2/27/10

The City Kid (Gay Men's Fiction)

The City Kid (Gay Men's Fiction) Review



I first discovered Paul Reidinger's work many years ago with his novel The Best Man. I was astonished by that book. Reidinger took as his subject a near universal experience of gay life which, paradoxically, had been largely ignored by the official gay litterati. Show me a gay man who hasn't experienced at least an infatuation (if not a full on romance) with a closeted guy determined to marry, father children, and pass for straight, and I'll show you a gay man who's only been out of the closet himself for about fifteen minutes. Reidinger's handling of that subject matter is scrupulously honest and at the same time beautifully told. In The City Kid, he once again treads ground multitudes of mature gay men have tread before him. The story of a middle aged gay man entangled in a bizarre relationship with a monumentally confused adolescent can't help but be messy and discomforting, but it's a realistic one. Reidinger doesn't so much create his characters as report the experiences of living, breathing human beings, flawed as they are and boring as they can occasionally be. He tells us the truth about people and relationships. He deals with issues and situations few authors will attempt to write about. They're not glamorous or particularly sexy, and they demand a degree of integrity in their portrayal which many writers simply won't bother to muster. This novel may not be the most entertaining one you'll ever read, but it will be one of the most thought provoking ones. And for fans of The Best Man, there's the additional treat of revisiting the main characters of that novel twenty some years later. If you don't like books that make you think, you probably won't like this one. But if fiction is more than brain candy for you, then you're making a mistake not reading this book.

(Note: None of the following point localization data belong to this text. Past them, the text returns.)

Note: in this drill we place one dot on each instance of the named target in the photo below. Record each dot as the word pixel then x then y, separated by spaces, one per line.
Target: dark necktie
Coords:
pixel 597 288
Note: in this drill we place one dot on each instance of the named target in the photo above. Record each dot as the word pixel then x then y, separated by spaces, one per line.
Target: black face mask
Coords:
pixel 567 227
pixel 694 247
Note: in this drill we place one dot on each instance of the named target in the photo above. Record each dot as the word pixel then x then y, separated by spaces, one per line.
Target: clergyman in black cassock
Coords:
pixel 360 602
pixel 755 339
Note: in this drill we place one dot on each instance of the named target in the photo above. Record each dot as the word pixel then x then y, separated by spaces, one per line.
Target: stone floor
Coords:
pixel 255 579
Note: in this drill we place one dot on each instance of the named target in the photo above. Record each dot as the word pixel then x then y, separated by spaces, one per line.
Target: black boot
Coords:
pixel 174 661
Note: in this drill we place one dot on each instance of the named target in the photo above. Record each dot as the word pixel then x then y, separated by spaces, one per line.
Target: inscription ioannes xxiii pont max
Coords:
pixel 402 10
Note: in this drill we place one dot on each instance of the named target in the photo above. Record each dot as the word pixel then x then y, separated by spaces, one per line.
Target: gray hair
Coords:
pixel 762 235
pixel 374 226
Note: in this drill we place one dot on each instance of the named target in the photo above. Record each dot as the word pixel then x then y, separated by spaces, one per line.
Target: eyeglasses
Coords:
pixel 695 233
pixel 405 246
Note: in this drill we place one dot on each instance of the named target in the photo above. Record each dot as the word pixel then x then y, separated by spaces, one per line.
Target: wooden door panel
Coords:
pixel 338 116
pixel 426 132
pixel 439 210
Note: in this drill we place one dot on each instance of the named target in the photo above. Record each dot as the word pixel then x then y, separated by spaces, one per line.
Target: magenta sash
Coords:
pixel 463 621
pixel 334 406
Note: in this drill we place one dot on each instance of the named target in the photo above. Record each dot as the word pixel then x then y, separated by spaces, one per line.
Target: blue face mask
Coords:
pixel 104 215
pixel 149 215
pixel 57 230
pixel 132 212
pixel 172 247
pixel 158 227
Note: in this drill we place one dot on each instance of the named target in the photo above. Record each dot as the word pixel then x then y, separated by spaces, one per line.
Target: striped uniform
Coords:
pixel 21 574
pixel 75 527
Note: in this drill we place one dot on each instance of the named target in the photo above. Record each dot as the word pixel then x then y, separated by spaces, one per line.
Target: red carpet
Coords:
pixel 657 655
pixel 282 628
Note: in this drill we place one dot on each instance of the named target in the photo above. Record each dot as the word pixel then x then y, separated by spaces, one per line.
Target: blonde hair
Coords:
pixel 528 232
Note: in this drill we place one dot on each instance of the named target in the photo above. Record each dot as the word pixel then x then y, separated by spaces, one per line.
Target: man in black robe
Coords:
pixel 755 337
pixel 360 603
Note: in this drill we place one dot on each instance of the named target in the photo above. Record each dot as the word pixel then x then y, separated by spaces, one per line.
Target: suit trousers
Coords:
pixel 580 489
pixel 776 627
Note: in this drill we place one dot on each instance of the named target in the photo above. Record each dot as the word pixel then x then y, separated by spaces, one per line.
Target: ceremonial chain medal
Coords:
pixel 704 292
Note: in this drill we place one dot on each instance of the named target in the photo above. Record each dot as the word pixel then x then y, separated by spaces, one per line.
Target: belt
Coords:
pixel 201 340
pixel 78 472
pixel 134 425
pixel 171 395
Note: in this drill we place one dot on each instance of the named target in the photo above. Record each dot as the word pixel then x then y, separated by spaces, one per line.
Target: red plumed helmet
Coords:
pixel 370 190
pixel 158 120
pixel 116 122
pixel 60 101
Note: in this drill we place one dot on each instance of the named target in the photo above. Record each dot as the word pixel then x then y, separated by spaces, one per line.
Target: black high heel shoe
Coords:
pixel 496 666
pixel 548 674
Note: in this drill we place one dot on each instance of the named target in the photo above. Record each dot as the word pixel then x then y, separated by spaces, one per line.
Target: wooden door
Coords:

The City Kid (Gay Men's Fiction) Overview


In The City Kid, Guy Griffith, gay, 40, and less than satisfied with the current state of his life, comes to San Francisco like many before him--as a refugee from some intimacy gone disastrously wrong in the huge nation east of the bay. When he meets sixteen-year-old Doug Whitmore on a ridge overlooking a nude beach, he surrenders with pleasure to the boy's radiant adolescent energy. Guy doesn't yet understand how deeply rooted Doug's hurts and confusions are, nor how dangerous they might come to be, and he is not entirely willing to admit, even to himself, how susceptible he is to the fugitive attraction that he and Doug both feel.